Os investigados detidos durante a operação Pró-Vita tiveram a prisão prorrogada por mais cinco dias e mais uma pessoa foi presa nesta quarta-feira (14) na continuidade das investigações que apuram a comercialização de medicamentos contrabandeados e uma série de abortos que ocorreram em Barra do Garças, inclusive no hospital municipal. A prorrogação também é extensiva ao médico Orlando Alves Teixeira, acusado da prática de abortos. 

Com essa nova prisão sobe para nove o número de investigados presos e dois continuam foragidos. O delegado Bruno informou que na sexta-feira (16) será concedida uma nova coletiva com a conclusão da investigação por parte da Polícia Federal. 

A operação Pró-Vita ocorreu dia 9 de março, com o fechamento da clínica Pró-Vita, do médico investigado, onde foram encontrados instrumentos hospitalares e medicamentos proibidos, inclusive Cytotec – um abortivo.

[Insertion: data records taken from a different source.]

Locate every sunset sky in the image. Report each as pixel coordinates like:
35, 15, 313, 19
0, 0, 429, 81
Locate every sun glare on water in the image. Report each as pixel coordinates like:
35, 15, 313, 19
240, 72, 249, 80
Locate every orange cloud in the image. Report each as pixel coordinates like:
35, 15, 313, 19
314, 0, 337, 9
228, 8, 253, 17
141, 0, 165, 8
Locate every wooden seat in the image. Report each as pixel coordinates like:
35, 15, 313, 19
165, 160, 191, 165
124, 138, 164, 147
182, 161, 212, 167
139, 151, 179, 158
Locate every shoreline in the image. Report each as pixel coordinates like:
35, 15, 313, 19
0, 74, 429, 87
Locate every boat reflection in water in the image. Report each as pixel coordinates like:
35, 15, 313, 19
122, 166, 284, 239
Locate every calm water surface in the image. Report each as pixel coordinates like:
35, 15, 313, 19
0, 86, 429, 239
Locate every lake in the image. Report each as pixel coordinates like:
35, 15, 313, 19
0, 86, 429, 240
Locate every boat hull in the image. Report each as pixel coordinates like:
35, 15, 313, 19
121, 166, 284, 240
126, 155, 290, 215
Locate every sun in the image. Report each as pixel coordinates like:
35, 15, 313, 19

Além dele, foi presa a enfermeira Marlene Rodrigues dos Passos, 48 anos. 

Os demais nomes não foram informados pelo Ministério Público ou Polícia Federal. Estes seriam os sete donos ou atendentes de farmácias detidos acusados de comercializarem remédios proibidos para emagrecer, estimulante sexual masculino e medicamentos abortivos. 

Trinta mulheres que supostamente fizeram abortos foram ouvidas na Federal e segundo o delegado Edvaldo Waldemar, aquelas que colaborarem com a investigação terão direito à delação premiada com redução de pena, mas assim mesmo serão indiciados pelo crime de aborto. 

A denúncia foi formulada em 2011 pelo ex-diretor do Pronto Socorro, Messias Dantas, desconfiado do alto número de curetagens (procedimento clínico de limpeza do aparelho reprodutivo feminino após o aborto) que vinha acontecendo no hospital barra-garcense, principalmente nos finais de semana e feriados em que o médico investigado estava trabalhando. 

Orlando era proprietário da clínica em Goiânia-GO de onde roubaram uma peça com Césio 137 que foi aberta num lixão e matou várias pessoas, no maior acidente radioativo da história do país. 

Ainda foram presos na região, na mesma operação em Canarana, Luiz Antônio Pereira, 55 anos; e em Ribeirão Cascalheira, o cabo militar José Luiz Bezerra Braga, 45 anos, pego em flagrante recebendo uma cartela de Cytotec.